Brix's mission—to provide IP service providers and large enterprises with up-to-the-second "visualization and actionable information" on performance metrics, from network core to the end-point—rests on a combination of data-gathering and analysis capabilities. BrixWorx, the correlation and analysis software engine, crunches data—consisting of key performance indicators (KPI), such as jitter, packet loss, latency, etc.—provided by test and measurement points distributed throughout the network.

VoIPplanet.com met with folks from Brix at VON last week, where they shared the news that the company has struck a deal with Texas Instruments, whereby Brix will now embrace TI's PIQUA system, "to deliver pervasive IP endpoint service assurance management."
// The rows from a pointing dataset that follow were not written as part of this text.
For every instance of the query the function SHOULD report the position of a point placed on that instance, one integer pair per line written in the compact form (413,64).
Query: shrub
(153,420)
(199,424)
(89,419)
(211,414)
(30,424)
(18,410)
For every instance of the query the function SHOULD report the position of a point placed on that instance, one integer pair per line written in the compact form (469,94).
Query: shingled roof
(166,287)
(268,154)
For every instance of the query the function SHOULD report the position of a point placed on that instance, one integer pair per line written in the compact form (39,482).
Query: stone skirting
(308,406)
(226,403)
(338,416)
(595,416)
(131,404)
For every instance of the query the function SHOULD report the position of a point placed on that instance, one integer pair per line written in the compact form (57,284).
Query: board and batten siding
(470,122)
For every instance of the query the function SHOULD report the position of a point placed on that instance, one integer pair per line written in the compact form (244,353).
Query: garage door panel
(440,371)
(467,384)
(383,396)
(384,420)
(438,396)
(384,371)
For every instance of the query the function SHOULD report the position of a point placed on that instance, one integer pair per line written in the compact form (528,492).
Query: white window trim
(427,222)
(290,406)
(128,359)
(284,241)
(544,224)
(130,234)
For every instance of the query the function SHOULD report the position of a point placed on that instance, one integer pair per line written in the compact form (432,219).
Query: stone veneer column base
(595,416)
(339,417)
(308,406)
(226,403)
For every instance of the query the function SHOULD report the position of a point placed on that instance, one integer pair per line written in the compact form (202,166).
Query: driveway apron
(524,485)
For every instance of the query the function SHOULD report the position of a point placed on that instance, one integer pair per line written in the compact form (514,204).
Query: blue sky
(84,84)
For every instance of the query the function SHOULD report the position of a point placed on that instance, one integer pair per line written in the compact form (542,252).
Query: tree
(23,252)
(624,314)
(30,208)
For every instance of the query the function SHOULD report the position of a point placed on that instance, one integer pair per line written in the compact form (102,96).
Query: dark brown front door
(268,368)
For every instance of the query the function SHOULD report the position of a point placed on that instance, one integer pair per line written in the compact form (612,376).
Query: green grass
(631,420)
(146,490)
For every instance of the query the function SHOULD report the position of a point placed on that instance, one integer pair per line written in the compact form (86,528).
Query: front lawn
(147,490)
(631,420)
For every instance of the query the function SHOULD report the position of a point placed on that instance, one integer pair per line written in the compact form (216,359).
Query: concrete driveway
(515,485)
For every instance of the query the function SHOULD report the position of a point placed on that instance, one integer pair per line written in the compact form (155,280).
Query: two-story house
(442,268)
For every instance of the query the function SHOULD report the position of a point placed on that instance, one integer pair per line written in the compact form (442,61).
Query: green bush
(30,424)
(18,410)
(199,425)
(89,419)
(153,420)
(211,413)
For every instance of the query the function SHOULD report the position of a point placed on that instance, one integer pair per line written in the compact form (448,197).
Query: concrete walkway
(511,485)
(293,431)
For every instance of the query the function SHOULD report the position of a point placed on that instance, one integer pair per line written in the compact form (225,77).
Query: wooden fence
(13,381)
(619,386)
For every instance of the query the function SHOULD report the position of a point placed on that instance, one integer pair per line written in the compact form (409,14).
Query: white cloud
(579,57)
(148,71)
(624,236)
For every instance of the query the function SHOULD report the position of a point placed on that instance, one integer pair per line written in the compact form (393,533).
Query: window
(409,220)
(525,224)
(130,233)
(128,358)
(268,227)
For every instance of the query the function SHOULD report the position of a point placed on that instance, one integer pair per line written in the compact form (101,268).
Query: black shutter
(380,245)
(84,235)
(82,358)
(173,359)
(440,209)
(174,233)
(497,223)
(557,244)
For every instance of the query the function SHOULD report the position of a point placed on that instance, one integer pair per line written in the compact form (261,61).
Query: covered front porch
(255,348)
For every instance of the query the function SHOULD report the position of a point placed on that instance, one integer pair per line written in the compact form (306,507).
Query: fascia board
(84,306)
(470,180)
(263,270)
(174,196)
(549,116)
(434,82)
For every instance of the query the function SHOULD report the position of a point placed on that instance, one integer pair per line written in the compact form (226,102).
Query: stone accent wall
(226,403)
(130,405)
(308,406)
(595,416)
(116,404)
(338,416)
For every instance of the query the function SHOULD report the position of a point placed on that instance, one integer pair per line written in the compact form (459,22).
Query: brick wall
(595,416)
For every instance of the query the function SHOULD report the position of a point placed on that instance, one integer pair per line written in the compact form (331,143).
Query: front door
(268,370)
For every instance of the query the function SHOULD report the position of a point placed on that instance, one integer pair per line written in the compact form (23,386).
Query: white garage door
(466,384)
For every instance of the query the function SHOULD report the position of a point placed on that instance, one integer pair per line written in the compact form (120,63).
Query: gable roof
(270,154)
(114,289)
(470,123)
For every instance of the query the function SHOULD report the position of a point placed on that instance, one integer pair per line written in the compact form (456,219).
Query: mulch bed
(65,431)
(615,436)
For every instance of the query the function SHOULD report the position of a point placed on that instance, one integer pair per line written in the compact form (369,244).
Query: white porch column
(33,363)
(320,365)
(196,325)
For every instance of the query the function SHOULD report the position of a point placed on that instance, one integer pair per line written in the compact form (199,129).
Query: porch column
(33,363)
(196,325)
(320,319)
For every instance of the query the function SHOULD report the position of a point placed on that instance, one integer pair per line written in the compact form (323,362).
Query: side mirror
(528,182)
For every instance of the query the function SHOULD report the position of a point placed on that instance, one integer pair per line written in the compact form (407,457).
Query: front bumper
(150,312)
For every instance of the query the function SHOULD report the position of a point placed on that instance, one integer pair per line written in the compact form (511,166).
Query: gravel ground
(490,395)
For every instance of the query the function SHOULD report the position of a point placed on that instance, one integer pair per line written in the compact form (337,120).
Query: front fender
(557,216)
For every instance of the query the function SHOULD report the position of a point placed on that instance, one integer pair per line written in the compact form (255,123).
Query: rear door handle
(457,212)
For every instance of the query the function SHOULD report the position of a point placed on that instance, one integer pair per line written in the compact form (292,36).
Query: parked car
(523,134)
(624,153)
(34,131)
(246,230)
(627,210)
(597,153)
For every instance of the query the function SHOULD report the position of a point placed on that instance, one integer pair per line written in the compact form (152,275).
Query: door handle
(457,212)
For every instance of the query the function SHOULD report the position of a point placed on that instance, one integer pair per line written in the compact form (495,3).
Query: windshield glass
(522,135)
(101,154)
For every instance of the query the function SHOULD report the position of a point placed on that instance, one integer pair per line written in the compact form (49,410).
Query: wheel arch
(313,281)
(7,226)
In essence, PIQUA software is built into TI's digital signal processing chips—chips that reside in "more than 350 million ports across IP phones, residential modems and gateways, set-top boxes, DSL and cable gateways," and other endpoints, according to Debbie Greenstreet, TI director of service provider strategy—and automates the gathering of IP performance metrics.

Brix has added a new BrixWorx Connector (interface) to make PIQUA-generated data available to the Correlation Engine, making the system capable of interacting with TI's enormous installed base of endpoint devices.

"Our customers are increasingly requesting a unified source of quality and IP performance management with visibility into their various endpoints," noted Brix director of solutions marketing, Robert Travis. "The Brix collaboration with IT offers a mechanism for customer satisfaction, service performance visibility, faster problem resolution, and overall efficiency improvement," he concluded.

Brix's analysis uses both passive monitoring of live (real) traffic and active tests of synthetic (system-generated) traffic to give a complete picture, or, again, as the company terms it, visibility.

Based on the overall Brix System monitoring indicators, network operators can make real-time adjustments to tweak performance glitches, head off expensive maintenance and repair issues, and prepare for deployment expansions.